Se il reality show più vero lo fanno gli «sbirri» in tv

Dici reality e ti viene subito in mente una casa in cui un drappello di ragazzi euforici mettono in scena una versione edulcorata della realtà, molto spesso recitando a soggetto, influenzati dall’occhio vigile della telecamera. Guardi Sbirri, film uscito il 10 aprile dell’anno scorso al cinema e riproposto sul piccolo schermo due sera fa su Canale 5, e ti trovi catapultato in un nuovo genere, fin qui quasi sconosciuto alle produzioni italiane per il piccolo schermo. E l’unica definizione buona è: reality, vero reality.
Pellicole così difficilmente riescono a entrare nei nostri salotti, e per di più con un buon responso dell’Auditel: una finestra sulle nostre città che riesce a mostrarci come si vive davvero nelle nostre strade. Siamo a mille miglia dai reality show in cui la cosa più feroce a cui possiamo assistere è una scazzottata tra concorrenti o qualche incontrollato turpiloquio, Sbirri offre un forte impatto visivo, da pugno allo stomaco, per l’essenzialità della realtà nuda e cruda che trasmette: quella del mondo della droga. Un mondo visto in presa diretta grazie all’utilizzo di camere speciali capaci di filmare anche a chilometri di distanza e con il supporto di microfoni direzionali in dotazione ai servizi segreti. A maneggiare questo linguaggio cinematografico inconsueto in Italia è il regista Roberto Burchielli, non nuovo a queste prove (suo il documentario Cocaina andato in onda su Raitre nel 2007), che sembra attingere in parte alla real tv americana e in parte alla fiction televisiva. Un ibrido che colpisce semplicemente perché documenta la realtà, in questo caso la quotidianità di un gruppo di poliziotti dell’Uocd (Unità Operativa Criminalità Diffusa) di Milano.

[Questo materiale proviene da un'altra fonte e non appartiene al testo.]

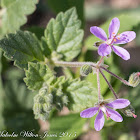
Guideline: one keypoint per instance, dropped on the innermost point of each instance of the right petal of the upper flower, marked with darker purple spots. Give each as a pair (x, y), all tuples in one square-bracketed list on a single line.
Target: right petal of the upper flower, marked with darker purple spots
[(125, 37)]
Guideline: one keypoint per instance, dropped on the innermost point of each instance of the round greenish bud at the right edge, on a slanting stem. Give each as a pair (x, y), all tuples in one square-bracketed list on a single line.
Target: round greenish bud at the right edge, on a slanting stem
[(134, 79)]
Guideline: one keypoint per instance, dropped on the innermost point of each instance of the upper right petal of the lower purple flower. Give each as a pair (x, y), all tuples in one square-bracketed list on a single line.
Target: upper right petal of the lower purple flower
[(119, 103)]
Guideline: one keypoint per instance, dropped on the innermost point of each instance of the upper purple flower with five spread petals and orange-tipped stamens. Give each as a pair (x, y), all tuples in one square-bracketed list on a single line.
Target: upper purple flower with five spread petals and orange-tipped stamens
[(105, 48)]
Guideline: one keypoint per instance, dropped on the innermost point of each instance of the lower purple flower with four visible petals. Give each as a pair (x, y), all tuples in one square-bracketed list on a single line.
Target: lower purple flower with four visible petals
[(104, 107)]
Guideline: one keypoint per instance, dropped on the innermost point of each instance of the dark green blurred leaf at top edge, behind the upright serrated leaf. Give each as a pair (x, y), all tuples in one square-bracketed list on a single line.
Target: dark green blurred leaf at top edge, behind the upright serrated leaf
[(64, 5)]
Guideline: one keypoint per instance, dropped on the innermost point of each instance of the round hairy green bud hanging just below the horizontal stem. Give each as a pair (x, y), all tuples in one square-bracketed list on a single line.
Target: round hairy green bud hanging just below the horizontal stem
[(85, 70)]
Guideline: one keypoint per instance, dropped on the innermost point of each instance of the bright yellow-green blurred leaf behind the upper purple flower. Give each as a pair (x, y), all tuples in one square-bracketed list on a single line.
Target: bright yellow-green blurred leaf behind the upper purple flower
[(131, 18)]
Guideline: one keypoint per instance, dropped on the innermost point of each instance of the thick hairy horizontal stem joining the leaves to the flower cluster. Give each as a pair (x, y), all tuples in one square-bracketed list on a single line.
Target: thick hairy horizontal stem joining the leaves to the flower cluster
[(73, 64)]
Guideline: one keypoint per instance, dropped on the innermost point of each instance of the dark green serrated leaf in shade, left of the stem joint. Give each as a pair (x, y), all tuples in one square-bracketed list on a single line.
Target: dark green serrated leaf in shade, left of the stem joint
[(21, 47)]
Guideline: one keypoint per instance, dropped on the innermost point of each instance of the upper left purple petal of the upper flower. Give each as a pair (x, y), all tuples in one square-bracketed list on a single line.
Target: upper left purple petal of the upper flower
[(98, 32)]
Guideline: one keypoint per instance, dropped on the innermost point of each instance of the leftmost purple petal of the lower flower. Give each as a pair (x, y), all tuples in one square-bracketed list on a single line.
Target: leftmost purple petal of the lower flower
[(88, 113)]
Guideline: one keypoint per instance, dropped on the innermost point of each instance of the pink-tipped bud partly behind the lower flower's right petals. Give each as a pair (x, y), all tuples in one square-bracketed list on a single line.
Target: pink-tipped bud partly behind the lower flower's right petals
[(129, 111)]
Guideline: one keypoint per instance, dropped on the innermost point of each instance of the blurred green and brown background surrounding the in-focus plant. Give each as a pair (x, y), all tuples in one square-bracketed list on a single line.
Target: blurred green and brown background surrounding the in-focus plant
[(16, 100)]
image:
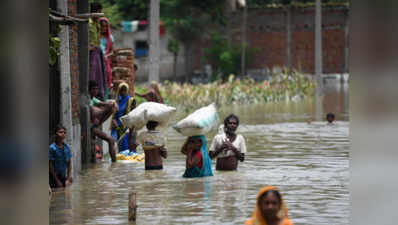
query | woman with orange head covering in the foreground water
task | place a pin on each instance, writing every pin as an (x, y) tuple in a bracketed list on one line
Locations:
[(270, 208)]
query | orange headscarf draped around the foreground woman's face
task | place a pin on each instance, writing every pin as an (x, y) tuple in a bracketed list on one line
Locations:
[(257, 217)]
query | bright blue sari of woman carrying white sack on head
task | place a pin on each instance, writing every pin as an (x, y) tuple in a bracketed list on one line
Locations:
[(206, 169)]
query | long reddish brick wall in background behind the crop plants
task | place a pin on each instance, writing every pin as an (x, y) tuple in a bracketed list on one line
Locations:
[(266, 30)]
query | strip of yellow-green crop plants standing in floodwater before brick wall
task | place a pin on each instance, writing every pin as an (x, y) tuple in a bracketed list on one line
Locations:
[(281, 87)]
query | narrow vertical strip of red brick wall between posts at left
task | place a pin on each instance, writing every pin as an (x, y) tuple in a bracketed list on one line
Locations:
[(74, 62)]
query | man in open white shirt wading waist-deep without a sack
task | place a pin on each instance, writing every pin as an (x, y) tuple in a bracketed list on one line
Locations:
[(228, 147)]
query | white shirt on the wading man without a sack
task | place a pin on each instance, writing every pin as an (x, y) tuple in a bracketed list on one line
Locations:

Un gruppo di agenti veri recita a fianco di pochi attori professionisti, tra cui Raoul Bova, il quale per assistere alle varie operazioni, ha vissuto con gli agenti per un mese intero e ha dovuto camuffarsi con tanto di cappello, occhiali e capelli finti. Retate, pedinamenti, arresti, interrogatori. Tutti veri, tutti spietatamente reali.
L’attore italiano interpreta Matteo Gatti, reporter televisivo che, dopo aver perso il figlio per assunzione di una pastiglia di ecstasy, decide di svolgere un’inchiesta sul mondo della droga alla ricerca disperata dei motivi della morte del figlio, pervaso dal rimorso di aver fallito come padre. In questa ricerca impara a conoscere gli sbirri, nell’accezione irriverente data dai giovani, le loro paure, i loro sentimenti, e li scopre persone che semplicemente per passione svolgono un lavoro delicato. Ma, soprattutto, ci fa conoscere i volti e le sensazioni dei giovani beccati, degli spacciatori, le retate così come avvengono, i discorsi tesi degli interrogatori, l’approccio psicologico che gli agenti usano con i ragazzi finiti nel giro.
E così la realtà ci entra in salotto.

Una vera sorpresa soprattutto a guardare il film in tv, in tempi in cui è difficile veder sperimentare nuovi linguaggi televisivi dalla emittenti ammiraglie. Si resta inchiodati a guardare, affascinati dalla novità. Forse da oggi la parola reality può cambiare senso.